# lionel atlantic 2-8-0 conversion



## itsmcgee (Jan 4, 2008)

A while back I remember reading a forum where someone took a lionel atlantic and a aristo mikado and came up with a great looking 2-8-0.  I have finally secured all the parts and would like to get some advice from someone who has done this before i start.


----------



## wchasr (Jan 2, 2008)

Try under the Builder Logs section of this site. Second tab under features. Then look for Joel Miller's log and go from there. 

http://www.mylargescale.com/Features/BuildersLogs/tabid/66/EntryID/14/Default.aspx 

Chas


----------



## Spule 4 (Jan 2, 2008)

That article is building an atlantic out of a pacific? 
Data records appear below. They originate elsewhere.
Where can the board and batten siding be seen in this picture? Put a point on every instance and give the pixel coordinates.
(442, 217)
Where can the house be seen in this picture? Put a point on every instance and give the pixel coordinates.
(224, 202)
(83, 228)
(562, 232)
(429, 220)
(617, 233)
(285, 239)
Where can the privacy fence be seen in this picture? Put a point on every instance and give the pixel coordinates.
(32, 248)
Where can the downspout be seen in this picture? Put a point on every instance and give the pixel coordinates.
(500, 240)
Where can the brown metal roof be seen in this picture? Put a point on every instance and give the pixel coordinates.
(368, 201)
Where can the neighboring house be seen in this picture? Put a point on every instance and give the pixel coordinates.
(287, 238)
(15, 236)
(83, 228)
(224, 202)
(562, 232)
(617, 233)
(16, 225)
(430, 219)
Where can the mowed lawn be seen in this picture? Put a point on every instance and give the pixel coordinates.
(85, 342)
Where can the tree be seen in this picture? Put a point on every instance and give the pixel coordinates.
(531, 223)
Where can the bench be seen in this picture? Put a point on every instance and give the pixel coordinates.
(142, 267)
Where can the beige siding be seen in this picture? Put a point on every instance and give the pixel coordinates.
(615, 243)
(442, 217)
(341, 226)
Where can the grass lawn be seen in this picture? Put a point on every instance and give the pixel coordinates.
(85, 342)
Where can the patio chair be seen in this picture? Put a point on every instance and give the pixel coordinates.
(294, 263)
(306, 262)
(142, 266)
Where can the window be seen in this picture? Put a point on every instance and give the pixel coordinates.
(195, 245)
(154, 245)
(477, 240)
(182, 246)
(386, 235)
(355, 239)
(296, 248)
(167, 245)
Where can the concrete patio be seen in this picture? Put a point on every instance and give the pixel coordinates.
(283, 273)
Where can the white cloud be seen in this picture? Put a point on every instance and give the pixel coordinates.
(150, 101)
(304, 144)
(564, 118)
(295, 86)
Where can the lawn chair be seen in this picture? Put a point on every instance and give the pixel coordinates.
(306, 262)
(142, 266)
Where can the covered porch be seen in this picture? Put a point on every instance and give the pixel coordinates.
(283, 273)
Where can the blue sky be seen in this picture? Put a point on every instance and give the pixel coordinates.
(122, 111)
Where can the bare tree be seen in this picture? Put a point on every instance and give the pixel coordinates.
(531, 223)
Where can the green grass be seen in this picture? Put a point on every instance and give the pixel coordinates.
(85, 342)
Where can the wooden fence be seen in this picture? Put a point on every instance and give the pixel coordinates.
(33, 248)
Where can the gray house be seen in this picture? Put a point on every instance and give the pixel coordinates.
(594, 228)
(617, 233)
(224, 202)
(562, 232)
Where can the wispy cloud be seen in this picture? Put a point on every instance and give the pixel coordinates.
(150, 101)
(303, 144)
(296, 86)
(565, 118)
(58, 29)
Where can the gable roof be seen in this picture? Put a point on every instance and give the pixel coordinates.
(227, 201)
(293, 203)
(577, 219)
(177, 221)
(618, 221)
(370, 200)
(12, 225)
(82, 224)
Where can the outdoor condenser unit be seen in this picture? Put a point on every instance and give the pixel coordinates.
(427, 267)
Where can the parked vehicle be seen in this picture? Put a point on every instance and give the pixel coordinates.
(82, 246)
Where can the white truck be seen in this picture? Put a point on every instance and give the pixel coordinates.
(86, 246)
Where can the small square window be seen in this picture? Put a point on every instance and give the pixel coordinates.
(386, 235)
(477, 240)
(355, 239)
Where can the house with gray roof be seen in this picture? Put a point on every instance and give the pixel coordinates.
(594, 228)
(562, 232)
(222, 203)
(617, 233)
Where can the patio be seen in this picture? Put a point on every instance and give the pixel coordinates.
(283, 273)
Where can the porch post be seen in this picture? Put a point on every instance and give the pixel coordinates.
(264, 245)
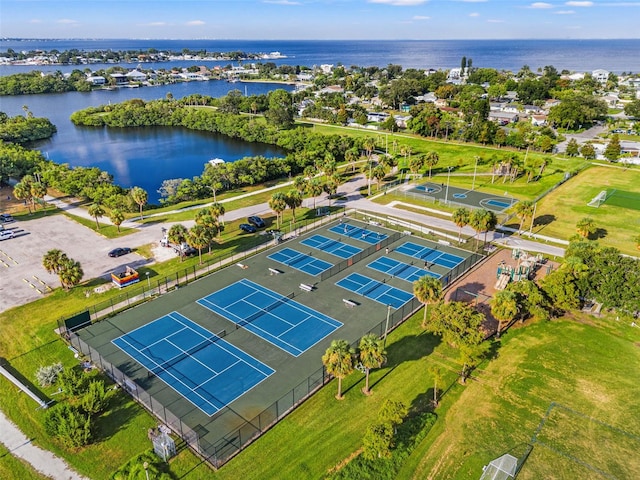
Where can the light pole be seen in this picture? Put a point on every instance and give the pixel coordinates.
(386, 327)
(475, 169)
(446, 195)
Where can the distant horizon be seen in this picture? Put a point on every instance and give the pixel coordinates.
(240, 39)
(280, 20)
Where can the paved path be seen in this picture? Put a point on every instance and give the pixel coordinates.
(50, 465)
(43, 461)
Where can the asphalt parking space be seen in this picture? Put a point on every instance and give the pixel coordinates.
(21, 270)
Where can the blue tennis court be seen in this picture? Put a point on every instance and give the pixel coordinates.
(430, 255)
(300, 261)
(205, 369)
(358, 233)
(276, 318)
(405, 271)
(375, 290)
(329, 245)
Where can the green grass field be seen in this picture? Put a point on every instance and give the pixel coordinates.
(589, 365)
(617, 219)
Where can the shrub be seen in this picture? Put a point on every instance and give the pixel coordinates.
(48, 375)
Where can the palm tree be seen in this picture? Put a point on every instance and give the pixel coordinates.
(436, 373)
(431, 159)
(371, 355)
(53, 260)
(199, 237)
(140, 196)
(217, 211)
(96, 211)
(427, 290)
(504, 307)
(70, 273)
(314, 188)
(379, 173)
(523, 211)
(461, 219)
(177, 235)
(586, 227)
(293, 199)
(116, 217)
(278, 203)
(339, 361)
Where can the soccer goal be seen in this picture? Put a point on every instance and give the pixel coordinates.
(598, 199)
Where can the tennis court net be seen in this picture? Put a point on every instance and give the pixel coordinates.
(398, 269)
(297, 259)
(187, 353)
(264, 310)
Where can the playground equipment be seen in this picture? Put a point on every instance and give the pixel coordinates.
(526, 266)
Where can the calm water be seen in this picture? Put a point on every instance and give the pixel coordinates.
(573, 55)
(142, 157)
(145, 157)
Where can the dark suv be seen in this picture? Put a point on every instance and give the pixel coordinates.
(256, 222)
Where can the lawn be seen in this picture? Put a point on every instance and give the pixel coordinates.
(558, 213)
(589, 365)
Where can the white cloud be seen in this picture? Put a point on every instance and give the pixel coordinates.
(400, 3)
(537, 5)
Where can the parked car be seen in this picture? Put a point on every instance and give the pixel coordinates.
(4, 234)
(256, 221)
(118, 252)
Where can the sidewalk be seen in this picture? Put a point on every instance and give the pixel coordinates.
(43, 461)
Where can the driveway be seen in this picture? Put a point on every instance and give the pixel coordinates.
(22, 275)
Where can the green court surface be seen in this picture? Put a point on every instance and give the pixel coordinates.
(268, 334)
(450, 195)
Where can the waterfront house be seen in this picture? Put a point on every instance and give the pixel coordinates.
(96, 80)
(600, 75)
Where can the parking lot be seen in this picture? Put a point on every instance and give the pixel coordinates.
(22, 276)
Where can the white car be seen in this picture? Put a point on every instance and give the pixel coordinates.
(4, 234)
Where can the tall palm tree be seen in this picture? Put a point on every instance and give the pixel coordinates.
(140, 196)
(371, 355)
(293, 199)
(504, 307)
(70, 273)
(431, 159)
(339, 361)
(585, 227)
(523, 211)
(461, 219)
(199, 237)
(278, 203)
(96, 211)
(428, 290)
(116, 217)
(314, 188)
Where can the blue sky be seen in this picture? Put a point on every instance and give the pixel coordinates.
(320, 19)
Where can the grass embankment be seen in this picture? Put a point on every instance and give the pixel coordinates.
(559, 212)
(588, 365)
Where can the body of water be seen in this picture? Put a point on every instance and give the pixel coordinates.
(574, 55)
(147, 156)
(142, 157)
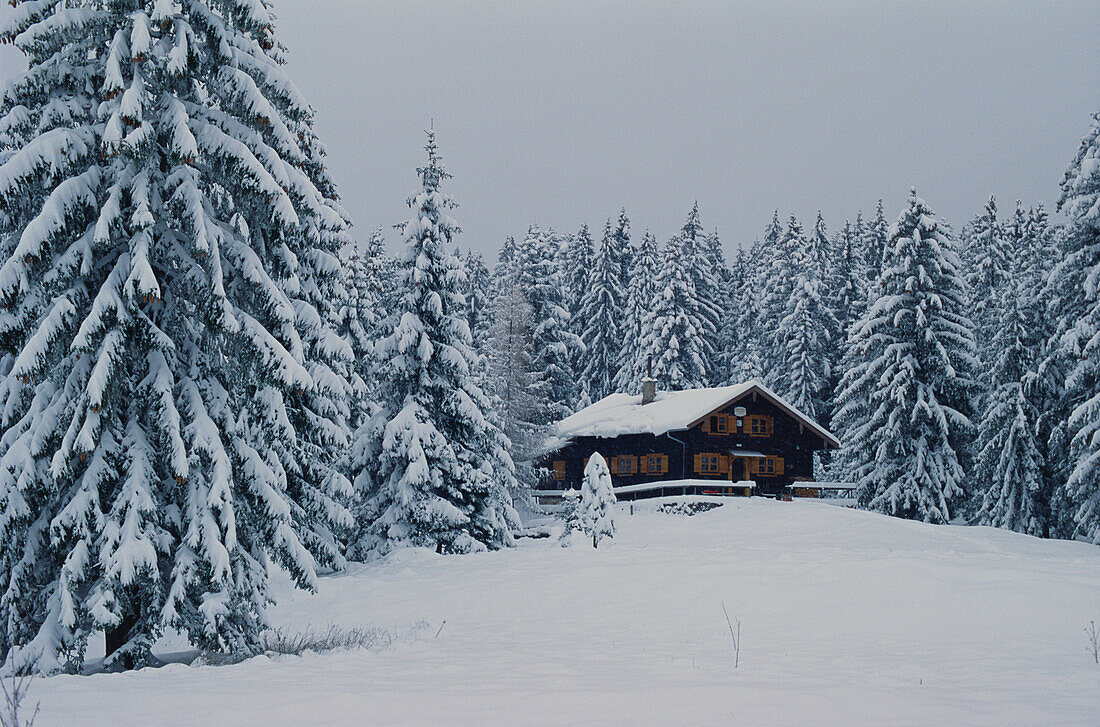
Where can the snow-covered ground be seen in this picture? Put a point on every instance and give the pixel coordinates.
(847, 618)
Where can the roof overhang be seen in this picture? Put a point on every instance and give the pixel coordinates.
(757, 387)
(750, 453)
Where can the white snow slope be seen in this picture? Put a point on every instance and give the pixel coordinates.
(847, 618)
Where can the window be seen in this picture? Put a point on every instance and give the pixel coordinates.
(716, 425)
(655, 463)
(759, 426)
(767, 466)
(706, 463)
(623, 464)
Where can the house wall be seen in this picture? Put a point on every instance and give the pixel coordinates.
(788, 439)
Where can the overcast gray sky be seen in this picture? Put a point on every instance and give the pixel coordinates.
(562, 112)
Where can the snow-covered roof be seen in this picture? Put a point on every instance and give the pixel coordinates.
(625, 414)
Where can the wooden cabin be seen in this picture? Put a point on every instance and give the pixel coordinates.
(726, 440)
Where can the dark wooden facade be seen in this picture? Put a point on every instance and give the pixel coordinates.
(707, 450)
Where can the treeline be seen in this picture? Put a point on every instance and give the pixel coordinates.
(957, 367)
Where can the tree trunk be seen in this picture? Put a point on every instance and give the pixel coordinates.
(117, 637)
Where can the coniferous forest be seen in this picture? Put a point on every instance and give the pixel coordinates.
(206, 372)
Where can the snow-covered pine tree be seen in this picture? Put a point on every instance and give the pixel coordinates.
(597, 500)
(554, 345)
(903, 407)
(174, 397)
(639, 300)
(1076, 341)
(674, 323)
(602, 317)
(432, 469)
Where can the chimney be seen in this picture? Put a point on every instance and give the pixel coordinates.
(649, 384)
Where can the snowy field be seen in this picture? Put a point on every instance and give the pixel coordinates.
(847, 618)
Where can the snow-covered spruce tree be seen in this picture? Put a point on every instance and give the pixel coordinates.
(597, 500)
(1010, 462)
(704, 264)
(673, 337)
(553, 345)
(570, 517)
(358, 323)
(639, 300)
(173, 394)
(1076, 340)
(622, 249)
(738, 336)
(804, 376)
(578, 261)
(987, 261)
(432, 469)
(752, 321)
(846, 286)
(818, 250)
(776, 292)
(517, 389)
(904, 401)
(479, 297)
(602, 318)
(875, 234)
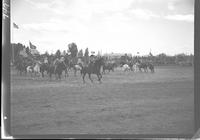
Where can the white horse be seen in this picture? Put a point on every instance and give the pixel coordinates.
(126, 67)
(77, 68)
(29, 69)
(36, 68)
(136, 67)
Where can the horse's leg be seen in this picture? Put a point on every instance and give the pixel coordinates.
(74, 72)
(99, 77)
(90, 77)
(84, 77)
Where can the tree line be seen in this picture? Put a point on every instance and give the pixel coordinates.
(74, 54)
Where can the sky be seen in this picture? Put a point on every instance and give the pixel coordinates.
(108, 26)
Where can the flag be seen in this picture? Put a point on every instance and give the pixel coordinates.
(23, 53)
(15, 26)
(34, 52)
(32, 46)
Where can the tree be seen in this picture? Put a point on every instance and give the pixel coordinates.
(80, 53)
(86, 56)
(86, 52)
(72, 48)
(58, 54)
(46, 53)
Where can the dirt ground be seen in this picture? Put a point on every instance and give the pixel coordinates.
(125, 103)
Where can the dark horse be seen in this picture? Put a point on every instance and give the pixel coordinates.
(59, 68)
(44, 67)
(93, 68)
(109, 67)
(151, 67)
(21, 67)
(143, 66)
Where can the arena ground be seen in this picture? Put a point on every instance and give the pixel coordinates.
(125, 103)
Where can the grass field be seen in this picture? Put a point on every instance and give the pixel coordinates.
(125, 103)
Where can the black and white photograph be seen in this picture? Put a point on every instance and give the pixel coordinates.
(91, 67)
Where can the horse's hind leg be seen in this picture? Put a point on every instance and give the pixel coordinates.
(99, 77)
(90, 78)
(83, 77)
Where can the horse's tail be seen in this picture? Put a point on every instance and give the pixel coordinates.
(81, 69)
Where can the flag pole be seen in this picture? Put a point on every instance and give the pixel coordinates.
(12, 45)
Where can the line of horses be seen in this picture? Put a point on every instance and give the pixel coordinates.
(97, 67)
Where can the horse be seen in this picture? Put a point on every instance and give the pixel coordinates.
(77, 67)
(59, 68)
(29, 69)
(109, 67)
(21, 67)
(36, 68)
(151, 67)
(126, 67)
(44, 67)
(93, 68)
(143, 66)
(136, 67)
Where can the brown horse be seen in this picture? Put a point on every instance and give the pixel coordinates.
(93, 68)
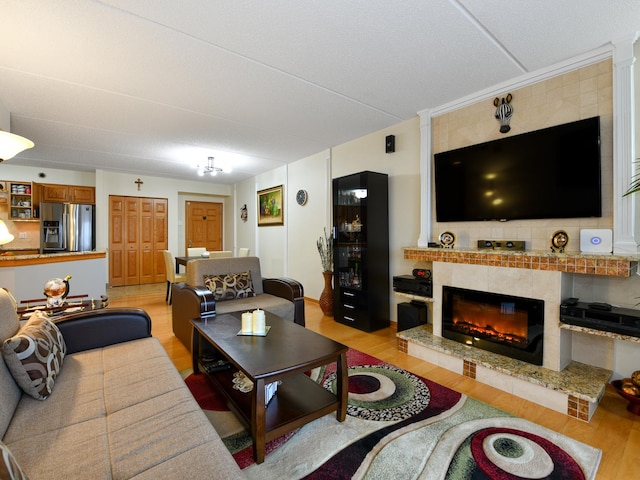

I do not remember the thread you mention, however, it makes sense, the PRR E6 and H8/9/10 shared boilers if memory serves....


----------



## itsmcgee (Jan 4, 2008)

That is correct Garrett. I have one of his pictures of the finished conversion but can not figure out how to post it.


----------



## Santafe 2343 (Jan 2, 2008)

You mean like this one ?


----------



## W3NZL (Jan 2, 2008)

While turning an old Lionel Atlantic into a Consolidation isn't a new idea, up until lately there really hasn't 
been much in the way of a suitable drive to make it practical though. Now that a drive is available from 
Aristo, and possibly Barry Olsen at BBT, its a very practical idea, especially if Ur into the Pennsy... 
The only remaining drawback, is that the engine screams Pennsy H-8-9-10 so loudly that it would be 
difficult to turn it into anything else... The Aristo mallet screams N&W Y-3, but N&W sold them to a lot 
of other roads, an its very easy to bash to a generic USRA mallet, I think it would be much more difficult to 
make the Lionel look like something else...
Paul R...


----------



## itsmcgee (Jan 4, 2008)

that is the picture. thanks. this looks pretty straight forward, however, has anyone done this that could offer me any tips before I get started? 
Thanks 
Mike


----------



## Shawn Fields (Jan 2, 2008)

Is there any info on this conversion as I picked a Lionel Atlantic and really want to do this conversion

Thanks in Advance


----------



## itsmcgee (Jan 4, 2008)

http://www.mylargescale.com/Community/Forums/tabid/56/forumid/8/postid/39287/view/topic/Default.aspx 
finished pics


----------



## Shawn Fields (Jan 2, 2008)

Thanks Mike for the Link and I shot you a response to your email. Thanks Again.


----------



## vsmith (Jan 2, 2008)

http://www.mylargescale.com/Community/Forums/tabid/56/forumid/8/postid/39287/view/topic/Default.aspx Gotta activate them links


----------